- Presented by: Georges Beller;
- Country of origin: France
- Original language: French
- No. of series: 1
- No. of episodes: 104

Production
- Running time: 30 minutes

Original release
- Network: Antenne 2
- Release: 19 September 1990 – 31 August 1991

= Le Chevalier Du Labyrinthe =

French TV gameshow

Le Chevalier du labyrinthe (French for The Knight of the Labyrinth) is a French game show that aired for 104 episodes from 1990-1991 on Antenne 2. It was based on the British TV show Knightmare.

==Gameplay==
Each episode would feature a team of four children (referred as knights). At the beginning of the game one member of the team would wear a helmet which blocked their vision. That child would then be sent into the labyrinth, a computer-generated maze made by Chromakey technology. The other three teammates acted guides, telling the child in the labyrinth what to do. Contestants would solve puzzles and riddles given by the labyrinth's various characters while accumulating knowledge for the final stage of the game. In the final stage the Knight in the labyrinth would remove their helmet and solve one last puzzle, against a time limit (represented by a bomb fuse). If solved, the contestant could release an enchanted sword and the team would receive a prize (during the first year, a Master System).
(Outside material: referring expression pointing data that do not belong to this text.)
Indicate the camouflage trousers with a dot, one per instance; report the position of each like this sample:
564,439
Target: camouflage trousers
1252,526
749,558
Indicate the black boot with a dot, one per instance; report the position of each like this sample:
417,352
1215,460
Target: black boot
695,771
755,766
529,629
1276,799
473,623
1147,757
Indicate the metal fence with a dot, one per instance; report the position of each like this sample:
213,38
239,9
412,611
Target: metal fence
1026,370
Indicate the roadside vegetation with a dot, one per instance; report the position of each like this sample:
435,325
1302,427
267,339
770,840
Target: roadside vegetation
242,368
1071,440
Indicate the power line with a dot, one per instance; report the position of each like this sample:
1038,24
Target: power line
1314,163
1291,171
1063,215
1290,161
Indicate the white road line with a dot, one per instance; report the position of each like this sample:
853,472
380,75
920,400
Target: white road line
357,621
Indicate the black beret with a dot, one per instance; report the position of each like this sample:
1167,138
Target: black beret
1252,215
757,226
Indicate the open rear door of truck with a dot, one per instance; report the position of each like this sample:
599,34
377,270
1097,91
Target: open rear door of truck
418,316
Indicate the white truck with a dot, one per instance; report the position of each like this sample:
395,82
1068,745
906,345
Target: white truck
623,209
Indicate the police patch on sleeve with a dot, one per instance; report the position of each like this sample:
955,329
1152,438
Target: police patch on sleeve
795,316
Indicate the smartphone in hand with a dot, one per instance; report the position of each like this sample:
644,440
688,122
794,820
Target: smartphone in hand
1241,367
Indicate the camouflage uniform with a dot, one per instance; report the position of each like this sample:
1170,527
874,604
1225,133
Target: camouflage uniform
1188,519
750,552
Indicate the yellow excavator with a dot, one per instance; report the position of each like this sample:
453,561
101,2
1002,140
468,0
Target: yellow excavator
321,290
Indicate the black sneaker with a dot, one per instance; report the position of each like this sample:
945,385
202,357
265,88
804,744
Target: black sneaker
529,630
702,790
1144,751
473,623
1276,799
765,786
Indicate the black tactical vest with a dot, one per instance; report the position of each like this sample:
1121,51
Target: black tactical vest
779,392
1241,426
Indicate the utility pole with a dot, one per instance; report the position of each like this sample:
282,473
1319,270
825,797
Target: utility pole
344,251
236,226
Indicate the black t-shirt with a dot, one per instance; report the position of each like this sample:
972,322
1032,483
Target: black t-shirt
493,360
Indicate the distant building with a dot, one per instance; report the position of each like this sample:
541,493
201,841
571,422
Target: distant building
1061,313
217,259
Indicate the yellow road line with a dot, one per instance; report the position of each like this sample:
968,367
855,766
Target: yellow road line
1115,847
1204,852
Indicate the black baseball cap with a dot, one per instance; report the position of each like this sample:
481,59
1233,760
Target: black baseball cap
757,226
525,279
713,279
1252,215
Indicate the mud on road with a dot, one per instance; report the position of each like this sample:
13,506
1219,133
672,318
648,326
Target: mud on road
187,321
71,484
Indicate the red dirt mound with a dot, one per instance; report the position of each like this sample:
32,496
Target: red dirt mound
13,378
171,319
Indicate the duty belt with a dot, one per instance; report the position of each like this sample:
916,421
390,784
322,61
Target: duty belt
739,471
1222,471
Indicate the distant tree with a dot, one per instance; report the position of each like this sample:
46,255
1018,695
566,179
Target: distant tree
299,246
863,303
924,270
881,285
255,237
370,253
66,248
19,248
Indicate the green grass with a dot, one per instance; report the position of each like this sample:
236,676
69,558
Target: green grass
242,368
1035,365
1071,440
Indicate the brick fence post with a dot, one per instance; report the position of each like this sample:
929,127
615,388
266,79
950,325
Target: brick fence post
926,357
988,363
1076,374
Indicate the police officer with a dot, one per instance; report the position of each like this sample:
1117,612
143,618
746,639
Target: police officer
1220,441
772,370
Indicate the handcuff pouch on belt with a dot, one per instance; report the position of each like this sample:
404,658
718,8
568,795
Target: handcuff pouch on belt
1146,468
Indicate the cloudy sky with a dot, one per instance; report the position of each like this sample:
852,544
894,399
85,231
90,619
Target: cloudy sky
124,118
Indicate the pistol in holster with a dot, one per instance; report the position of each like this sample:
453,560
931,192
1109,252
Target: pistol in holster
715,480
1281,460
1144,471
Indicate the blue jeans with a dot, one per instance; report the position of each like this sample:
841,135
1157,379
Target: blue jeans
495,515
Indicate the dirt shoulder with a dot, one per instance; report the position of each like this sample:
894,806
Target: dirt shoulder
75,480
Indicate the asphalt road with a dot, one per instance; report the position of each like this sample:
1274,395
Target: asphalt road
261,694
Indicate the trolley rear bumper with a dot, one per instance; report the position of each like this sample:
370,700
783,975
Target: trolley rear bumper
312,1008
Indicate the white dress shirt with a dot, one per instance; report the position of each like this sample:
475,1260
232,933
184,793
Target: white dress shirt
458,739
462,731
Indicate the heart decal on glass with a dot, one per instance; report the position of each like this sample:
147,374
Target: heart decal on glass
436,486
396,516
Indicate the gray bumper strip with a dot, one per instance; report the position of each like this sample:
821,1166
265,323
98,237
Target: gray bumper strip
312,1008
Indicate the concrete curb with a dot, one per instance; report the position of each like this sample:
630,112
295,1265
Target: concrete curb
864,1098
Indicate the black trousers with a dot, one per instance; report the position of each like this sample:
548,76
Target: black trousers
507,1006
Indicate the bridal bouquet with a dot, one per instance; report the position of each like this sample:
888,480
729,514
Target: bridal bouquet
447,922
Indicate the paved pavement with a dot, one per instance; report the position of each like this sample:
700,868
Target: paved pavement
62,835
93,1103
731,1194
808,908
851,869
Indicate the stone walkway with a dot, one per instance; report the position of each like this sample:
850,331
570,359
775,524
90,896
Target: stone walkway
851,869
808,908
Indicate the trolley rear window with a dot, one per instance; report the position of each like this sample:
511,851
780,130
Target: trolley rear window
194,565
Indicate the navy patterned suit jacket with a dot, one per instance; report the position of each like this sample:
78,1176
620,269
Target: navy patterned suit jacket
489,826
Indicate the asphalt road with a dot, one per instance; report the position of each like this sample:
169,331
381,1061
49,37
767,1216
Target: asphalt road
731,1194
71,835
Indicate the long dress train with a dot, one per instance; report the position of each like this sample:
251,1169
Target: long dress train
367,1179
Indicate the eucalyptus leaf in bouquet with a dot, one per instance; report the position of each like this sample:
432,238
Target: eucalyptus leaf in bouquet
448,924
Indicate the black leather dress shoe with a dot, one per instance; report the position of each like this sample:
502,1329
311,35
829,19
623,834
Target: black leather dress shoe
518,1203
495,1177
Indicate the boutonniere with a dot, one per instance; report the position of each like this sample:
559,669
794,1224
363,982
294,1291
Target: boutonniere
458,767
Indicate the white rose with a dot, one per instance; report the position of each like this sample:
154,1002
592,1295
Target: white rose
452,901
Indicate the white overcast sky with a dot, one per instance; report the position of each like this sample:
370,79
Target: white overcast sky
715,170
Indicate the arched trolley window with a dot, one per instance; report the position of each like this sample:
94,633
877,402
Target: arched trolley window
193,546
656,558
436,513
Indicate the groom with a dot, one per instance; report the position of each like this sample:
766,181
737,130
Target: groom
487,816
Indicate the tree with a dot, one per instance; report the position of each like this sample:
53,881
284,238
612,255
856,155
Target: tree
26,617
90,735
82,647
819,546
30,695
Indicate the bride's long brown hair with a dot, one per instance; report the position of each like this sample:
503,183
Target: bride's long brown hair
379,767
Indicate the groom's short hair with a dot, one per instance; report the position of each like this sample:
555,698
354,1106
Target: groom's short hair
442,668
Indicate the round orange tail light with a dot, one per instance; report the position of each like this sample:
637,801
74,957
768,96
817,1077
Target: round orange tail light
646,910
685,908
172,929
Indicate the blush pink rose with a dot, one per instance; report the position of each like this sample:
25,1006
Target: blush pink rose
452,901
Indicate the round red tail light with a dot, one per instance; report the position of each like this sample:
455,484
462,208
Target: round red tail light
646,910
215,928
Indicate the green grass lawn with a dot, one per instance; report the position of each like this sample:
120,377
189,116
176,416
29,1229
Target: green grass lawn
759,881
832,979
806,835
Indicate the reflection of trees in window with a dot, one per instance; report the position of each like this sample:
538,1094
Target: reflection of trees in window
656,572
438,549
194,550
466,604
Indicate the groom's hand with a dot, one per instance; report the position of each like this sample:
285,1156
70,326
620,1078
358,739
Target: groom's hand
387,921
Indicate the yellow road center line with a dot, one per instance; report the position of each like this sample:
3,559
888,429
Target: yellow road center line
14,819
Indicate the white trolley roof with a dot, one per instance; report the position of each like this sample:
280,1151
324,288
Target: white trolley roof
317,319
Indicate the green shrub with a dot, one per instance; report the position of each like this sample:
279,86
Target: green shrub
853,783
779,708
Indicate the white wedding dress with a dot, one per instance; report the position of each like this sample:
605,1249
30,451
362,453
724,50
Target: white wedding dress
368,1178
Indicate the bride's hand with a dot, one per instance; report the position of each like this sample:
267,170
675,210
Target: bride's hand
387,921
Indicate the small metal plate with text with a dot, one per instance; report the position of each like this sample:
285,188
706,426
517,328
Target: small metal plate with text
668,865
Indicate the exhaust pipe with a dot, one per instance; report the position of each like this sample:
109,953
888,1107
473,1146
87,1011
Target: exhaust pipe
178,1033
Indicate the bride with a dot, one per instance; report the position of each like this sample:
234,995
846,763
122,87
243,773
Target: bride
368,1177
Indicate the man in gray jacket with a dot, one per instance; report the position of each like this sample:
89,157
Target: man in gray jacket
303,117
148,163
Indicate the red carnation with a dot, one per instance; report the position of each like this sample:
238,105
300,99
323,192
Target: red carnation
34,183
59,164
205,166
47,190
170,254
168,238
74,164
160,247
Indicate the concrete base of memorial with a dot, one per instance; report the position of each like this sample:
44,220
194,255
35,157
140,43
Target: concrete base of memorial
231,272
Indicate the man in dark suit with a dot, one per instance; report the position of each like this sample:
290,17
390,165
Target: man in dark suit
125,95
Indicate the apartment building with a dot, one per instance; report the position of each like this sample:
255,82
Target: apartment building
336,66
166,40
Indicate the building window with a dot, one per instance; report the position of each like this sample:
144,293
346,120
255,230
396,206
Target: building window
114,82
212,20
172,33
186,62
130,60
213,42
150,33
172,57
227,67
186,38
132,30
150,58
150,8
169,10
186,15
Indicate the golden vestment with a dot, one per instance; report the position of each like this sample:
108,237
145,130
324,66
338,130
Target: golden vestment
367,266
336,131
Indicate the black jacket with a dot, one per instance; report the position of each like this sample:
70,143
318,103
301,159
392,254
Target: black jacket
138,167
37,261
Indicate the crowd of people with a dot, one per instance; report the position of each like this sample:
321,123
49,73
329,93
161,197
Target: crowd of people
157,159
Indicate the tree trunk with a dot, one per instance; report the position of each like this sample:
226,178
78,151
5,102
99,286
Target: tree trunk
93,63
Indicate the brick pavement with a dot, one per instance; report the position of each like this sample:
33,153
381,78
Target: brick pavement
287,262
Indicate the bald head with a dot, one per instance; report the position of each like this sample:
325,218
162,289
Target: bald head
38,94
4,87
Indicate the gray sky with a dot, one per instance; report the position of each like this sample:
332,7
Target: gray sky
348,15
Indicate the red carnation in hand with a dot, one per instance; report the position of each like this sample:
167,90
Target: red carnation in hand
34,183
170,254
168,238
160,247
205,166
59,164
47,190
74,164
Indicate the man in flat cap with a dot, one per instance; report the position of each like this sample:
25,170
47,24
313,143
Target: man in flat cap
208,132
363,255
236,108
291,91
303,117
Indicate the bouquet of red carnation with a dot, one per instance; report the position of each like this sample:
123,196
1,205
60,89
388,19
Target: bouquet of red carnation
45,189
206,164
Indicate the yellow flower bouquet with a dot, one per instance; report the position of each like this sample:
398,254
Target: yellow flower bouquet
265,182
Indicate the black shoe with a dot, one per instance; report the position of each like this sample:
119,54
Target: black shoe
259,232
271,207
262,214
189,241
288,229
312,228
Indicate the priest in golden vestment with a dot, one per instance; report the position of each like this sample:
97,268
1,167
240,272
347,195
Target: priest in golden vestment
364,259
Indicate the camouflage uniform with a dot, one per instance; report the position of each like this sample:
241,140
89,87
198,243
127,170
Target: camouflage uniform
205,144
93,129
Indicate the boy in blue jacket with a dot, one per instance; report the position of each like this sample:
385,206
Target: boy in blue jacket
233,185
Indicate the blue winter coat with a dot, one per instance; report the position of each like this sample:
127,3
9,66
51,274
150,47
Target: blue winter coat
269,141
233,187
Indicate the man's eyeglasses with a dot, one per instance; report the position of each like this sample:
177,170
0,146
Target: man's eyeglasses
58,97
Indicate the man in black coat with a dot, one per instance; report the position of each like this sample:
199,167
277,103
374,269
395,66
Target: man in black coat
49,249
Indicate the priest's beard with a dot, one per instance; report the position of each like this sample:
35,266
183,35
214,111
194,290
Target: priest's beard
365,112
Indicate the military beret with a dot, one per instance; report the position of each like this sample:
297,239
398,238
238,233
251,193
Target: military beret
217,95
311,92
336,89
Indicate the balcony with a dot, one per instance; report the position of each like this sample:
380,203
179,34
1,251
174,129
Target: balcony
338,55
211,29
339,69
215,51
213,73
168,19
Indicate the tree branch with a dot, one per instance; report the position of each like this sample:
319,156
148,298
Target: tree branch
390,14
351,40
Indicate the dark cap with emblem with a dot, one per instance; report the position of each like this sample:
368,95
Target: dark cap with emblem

If the contestant made a mistake, such as walking into a virtual flame, they would "die". Then another member of the team would enter the labyrinth, wearing the helmet. If three members of the team "died", the team would lose.

==The Prizes==
A Sega games console and a Chevalier du Labyrinthe board game.

==The Characters==
- Le Maître du Château - The host of the show, whose name means "The Master of the Castle". He would occasionally give the team some advice. He was played by Georges Beller.
- Merlin- A wizard. He is the person that takes the teammates to the final challenge. But only if they answer two questions. He was played by René Lafleur.
- Crom- A monster who lived in the walls. He asked questions to the knights. Voiced by René Lafleur
- Laelith- The female version of Crom. Voiced by Chantal Garrigues.
- Mandragore- A witch, played by Chantal Garrigues.
- Tharock- An evil wizard. He hates Merlin and the Knights. He was played by René Lafleur
- Bouffon- A jester, played by Lionel Muzin.
- Iselle - a princess. She was Played by Véronique Moëst in season one, and Marine Jolivet in season two.
- Velda- A warrior who was also played by Véronique Moëst in season one, and Marine Jolivet in season two.
- Le corbeau - A crow who asked the knights riddles, voiced by Lionel Muzin.
- Tasdos- A skeleton, played by Lionel Muzin.
- Morgane- A fairy. She lets the team see Merlin, if they could correctly answer her questions. She was Played by Véronique Moëst in season one, and Marine Jolivet in season two.

==Merchandise==
Milton Bradley made a board game based on the series. An EP that featured music from the show was released.